Immune Biomarker Study for Salivary Gland Carcinoma

Salivary gland carcinomas (SGC) are rare tumors. The term SGC is not more than an umbrella for a variety of histogenetically, morphologically, and biologically distinct entities. Accordingly, SGCs have not been sufficiently investigated to date. Their rarity makes it challenging to recruit a high number of patients for individual entities in clinical studies, leading to the pooling of patients with different histological subtypes to achieve sufficient participants. The different histological subtypes of SGC exhibit significant differences in their clinicopathological features, including grading, occurrence, and outcome. SGCs usually are stratified into low-, intermediate-, or high-grade tumors. In most kinds of SGC, specific targetable molecular markers are lacking. The inclusion of immunotherapy (IT), however, might improve the outcome of patients suffering from high-grade SGCs. To integrate IT as a therapeutic option for SGC and to facilitate informed therapeutic decisions based on tumor (immune) biology, predictive and prognostic immunological biomarkers are indispensable. In this prospective study, 500 patients will be enrolled, distributed across three arms. The observational cohort includes patients with malignant salivary gland tumors, whereas patients with benign tumors of a salivary gland are grouped in the control group 1. In the control cohort, two patients do not have a salivary gland tumor but have a planned functional surgery of the nose or ear or a maxillofacial surgery. The local immune status of the tumor tissue and the microbiome will be sampled before treatment. In addition, the systemic immune status from peripheral blood will be analyzed before and after surgery and after the adjuvant and definitive chemoradiotherapy (CRT), if applicable. Clinical baseline characteristics and outcome parameters will additionally be collected. Data mining and modeling approaches will be applied to identify interactions between local and systemic immune parameters and to define predictive and prognostic immune signatures based on the evaluated immune markers.
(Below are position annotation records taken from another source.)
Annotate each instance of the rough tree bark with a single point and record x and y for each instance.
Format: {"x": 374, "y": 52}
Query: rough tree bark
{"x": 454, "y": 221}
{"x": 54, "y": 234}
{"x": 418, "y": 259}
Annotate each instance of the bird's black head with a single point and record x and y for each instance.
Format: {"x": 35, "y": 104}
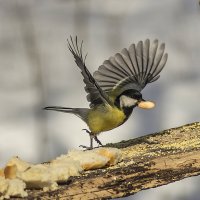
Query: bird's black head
{"x": 128, "y": 99}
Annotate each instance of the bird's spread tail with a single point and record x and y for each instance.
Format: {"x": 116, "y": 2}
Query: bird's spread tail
{"x": 61, "y": 109}
{"x": 80, "y": 112}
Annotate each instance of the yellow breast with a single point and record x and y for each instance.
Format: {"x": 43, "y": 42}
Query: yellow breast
{"x": 104, "y": 118}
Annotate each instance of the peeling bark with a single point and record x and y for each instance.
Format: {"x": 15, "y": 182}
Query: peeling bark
{"x": 149, "y": 161}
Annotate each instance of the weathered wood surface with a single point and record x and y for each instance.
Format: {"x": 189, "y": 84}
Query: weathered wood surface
{"x": 148, "y": 162}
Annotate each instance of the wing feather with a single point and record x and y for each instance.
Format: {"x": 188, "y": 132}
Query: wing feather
{"x": 134, "y": 67}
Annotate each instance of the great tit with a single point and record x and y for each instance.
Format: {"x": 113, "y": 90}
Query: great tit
{"x": 114, "y": 90}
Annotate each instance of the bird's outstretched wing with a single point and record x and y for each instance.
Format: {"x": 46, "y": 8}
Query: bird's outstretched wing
{"x": 133, "y": 68}
{"x": 95, "y": 94}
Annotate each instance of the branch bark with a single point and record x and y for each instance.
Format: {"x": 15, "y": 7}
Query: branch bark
{"x": 149, "y": 161}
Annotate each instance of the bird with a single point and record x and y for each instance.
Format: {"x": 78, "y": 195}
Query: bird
{"x": 114, "y": 89}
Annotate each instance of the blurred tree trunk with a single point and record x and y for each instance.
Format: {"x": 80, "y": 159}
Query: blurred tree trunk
{"x": 149, "y": 161}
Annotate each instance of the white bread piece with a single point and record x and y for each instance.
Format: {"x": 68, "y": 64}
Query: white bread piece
{"x": 96, "y": 158}
{"x": 20, "y": 164}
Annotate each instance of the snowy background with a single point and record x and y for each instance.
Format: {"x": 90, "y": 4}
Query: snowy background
{"x": 37, "y": 70}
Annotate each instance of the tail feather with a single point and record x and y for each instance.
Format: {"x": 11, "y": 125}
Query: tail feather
{"x": 60, "y": 109}
{"x": 80, "y": 112}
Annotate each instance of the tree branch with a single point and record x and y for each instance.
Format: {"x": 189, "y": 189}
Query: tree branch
{"x": 149, "y": 161}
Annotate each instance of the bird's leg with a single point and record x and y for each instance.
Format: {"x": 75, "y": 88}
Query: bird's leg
{"x": 91, "y": 141}
{"x": 97, "y": 140}
{"x": 92, "y": 136}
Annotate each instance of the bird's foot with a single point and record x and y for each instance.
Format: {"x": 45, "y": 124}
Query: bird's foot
{"x": 92, "y": 136}
{"x": 85, "y": 147}
{"x": 97, "y": 140}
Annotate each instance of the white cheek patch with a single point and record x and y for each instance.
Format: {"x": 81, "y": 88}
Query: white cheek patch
{"x": 127, "y": 101}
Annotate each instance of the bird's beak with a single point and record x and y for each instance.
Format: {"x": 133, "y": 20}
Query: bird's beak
{"x": 146, "y": 104}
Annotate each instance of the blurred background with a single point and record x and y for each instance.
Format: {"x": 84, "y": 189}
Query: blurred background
{"x": 37, "y": 70}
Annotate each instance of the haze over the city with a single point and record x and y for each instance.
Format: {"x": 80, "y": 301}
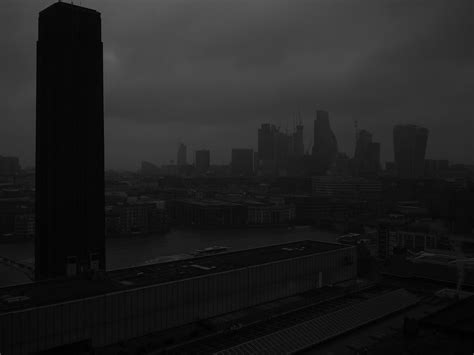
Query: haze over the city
{"x": 208, "y": 73}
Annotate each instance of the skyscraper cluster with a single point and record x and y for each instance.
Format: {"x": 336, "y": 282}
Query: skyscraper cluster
{"x": 367, "y": 155}
{"x": 276, "y": 149}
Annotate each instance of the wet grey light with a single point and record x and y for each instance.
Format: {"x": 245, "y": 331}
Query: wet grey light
{"x": 69, "y": 142}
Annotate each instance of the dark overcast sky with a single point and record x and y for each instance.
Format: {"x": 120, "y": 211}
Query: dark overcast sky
{"x": 208, "y": 72}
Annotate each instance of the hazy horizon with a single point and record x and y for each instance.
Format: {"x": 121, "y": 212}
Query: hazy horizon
{"x": 208, "y": 73}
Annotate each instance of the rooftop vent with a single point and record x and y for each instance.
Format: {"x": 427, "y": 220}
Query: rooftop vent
{"x": 200, "y": 267}
{"x": 14, "y": 299}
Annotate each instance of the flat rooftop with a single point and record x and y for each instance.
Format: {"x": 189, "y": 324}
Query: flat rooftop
{"x": 61, "y": 290}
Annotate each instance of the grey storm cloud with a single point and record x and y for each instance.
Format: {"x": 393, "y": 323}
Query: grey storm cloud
{"x": 210, "y": 72}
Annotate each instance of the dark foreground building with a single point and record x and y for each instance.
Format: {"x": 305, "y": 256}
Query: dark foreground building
{"x": 69, "y": 142}
{"x": 130, "y": 303}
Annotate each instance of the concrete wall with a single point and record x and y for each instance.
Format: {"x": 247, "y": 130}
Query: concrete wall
{"x": 114, "y": 317}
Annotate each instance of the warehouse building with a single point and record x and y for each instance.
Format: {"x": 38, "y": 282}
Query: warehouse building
{"x": 128, "y": 303}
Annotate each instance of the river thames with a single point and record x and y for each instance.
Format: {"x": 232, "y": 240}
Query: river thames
{"x": 130, "y": 251}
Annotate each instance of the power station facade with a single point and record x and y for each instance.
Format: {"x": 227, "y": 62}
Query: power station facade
{"x": 134, "y": 302}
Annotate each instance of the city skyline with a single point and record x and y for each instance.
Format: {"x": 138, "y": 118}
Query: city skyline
{"x": 211, "y": 94}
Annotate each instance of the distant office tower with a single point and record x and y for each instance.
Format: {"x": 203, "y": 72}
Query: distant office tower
{"x": 242, "y": 162}
{"x": 267, "y": 148}
{"x": 69, "y": 142}
{"x": 298, "y": 146}
{"x": 367, "y": 155}
{"x": 149, "y": 169}
{"x": 409, "y": 145}
{"x": 9, "y": 166}
{"x": 203, "y": 160}
{"x": 325, "y": 143}
{"x": 435, "y": 167}
{"x": 182, "y": 155}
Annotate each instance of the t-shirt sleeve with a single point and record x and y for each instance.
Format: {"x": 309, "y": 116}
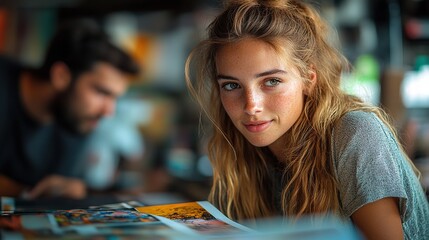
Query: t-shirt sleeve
{"x": 367, "y": 160}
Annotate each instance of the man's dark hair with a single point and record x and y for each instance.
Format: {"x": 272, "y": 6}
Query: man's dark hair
{"x": 80, "y": 43}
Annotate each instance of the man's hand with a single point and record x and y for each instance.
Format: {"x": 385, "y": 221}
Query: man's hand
{"x": 9, "y": 187}
{"x": 56, "y": 186}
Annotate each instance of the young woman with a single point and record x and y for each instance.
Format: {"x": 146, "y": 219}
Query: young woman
{"x": 286, "y": 139}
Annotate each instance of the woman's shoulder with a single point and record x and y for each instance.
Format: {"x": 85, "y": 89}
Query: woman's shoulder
{"x": 359, "y": 122}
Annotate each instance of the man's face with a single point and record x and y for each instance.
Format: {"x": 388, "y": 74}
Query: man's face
{"x": 89, "y": 98}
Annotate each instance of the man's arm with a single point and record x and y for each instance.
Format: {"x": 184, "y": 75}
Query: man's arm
{"x": 380, "y": 220}
{"x": 9, "y": 187}
{"x": 56, "y": 185}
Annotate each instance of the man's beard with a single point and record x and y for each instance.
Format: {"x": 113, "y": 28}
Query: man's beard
{"x": 66, "y": 116}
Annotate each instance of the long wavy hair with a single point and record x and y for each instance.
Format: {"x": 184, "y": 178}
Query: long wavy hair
{"x": 241, "y": 171}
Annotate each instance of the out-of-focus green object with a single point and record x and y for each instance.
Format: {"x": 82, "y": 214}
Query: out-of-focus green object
{"x": 421, "y": 60}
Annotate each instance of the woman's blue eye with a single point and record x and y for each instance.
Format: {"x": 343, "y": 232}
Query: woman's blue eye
{"x": 230, "y": 86}
{"x": 272, "y": 82}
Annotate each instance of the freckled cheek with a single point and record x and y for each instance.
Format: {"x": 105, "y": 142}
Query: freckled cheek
{"x": 230, "y": 105}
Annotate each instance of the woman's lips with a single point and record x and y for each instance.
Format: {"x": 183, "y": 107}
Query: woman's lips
{"x": 257, "y": 126}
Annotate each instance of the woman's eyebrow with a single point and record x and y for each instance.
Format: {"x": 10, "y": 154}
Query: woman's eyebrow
{"x": 262, "y": 74}
{"x": 270, "y": 72}
{"x": 226, "y": 77}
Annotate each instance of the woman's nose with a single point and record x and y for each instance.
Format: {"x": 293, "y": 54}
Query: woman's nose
{"x": 253, "y": 102}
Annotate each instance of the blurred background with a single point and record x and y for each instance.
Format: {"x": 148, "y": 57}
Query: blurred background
{"x": 154, "y": 143}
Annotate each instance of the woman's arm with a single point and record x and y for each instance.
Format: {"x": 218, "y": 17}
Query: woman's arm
{"x": 380, "y": 219}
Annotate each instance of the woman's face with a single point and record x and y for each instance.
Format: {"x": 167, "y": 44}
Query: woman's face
{"x": 261, "y": 93}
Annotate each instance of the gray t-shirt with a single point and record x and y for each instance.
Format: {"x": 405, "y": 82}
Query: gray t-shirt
{"x": 370, "y": 166}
A Study Evaluating the Safety, Pharmacokinetics and Early Efficacy of AVA6000 in Solid Tumours

This is a first-in-human (FIH), Phase 1 open-label, multicentre dose escalation study investigating AVA6000 monotherapy administered intravenously in patients with locally advanced (unresectable) or metastatic solid tumours that are likely to be FAP positive. The study consists of an initial Phase 1a dose escalation portion and a subsequent Phase 1b dose expansion portion upon completion of the dose escalation portion.

Physiologic MR Imaging of Salivary Gland Tumors

The goal of this study is to use advanced Magnetic Resonance Imaging (MRI) techniques to help identify the difference between cancerous and non-cancerous salivary gland tumors for improving treatment strategies and to aid in the prediction of disease progression.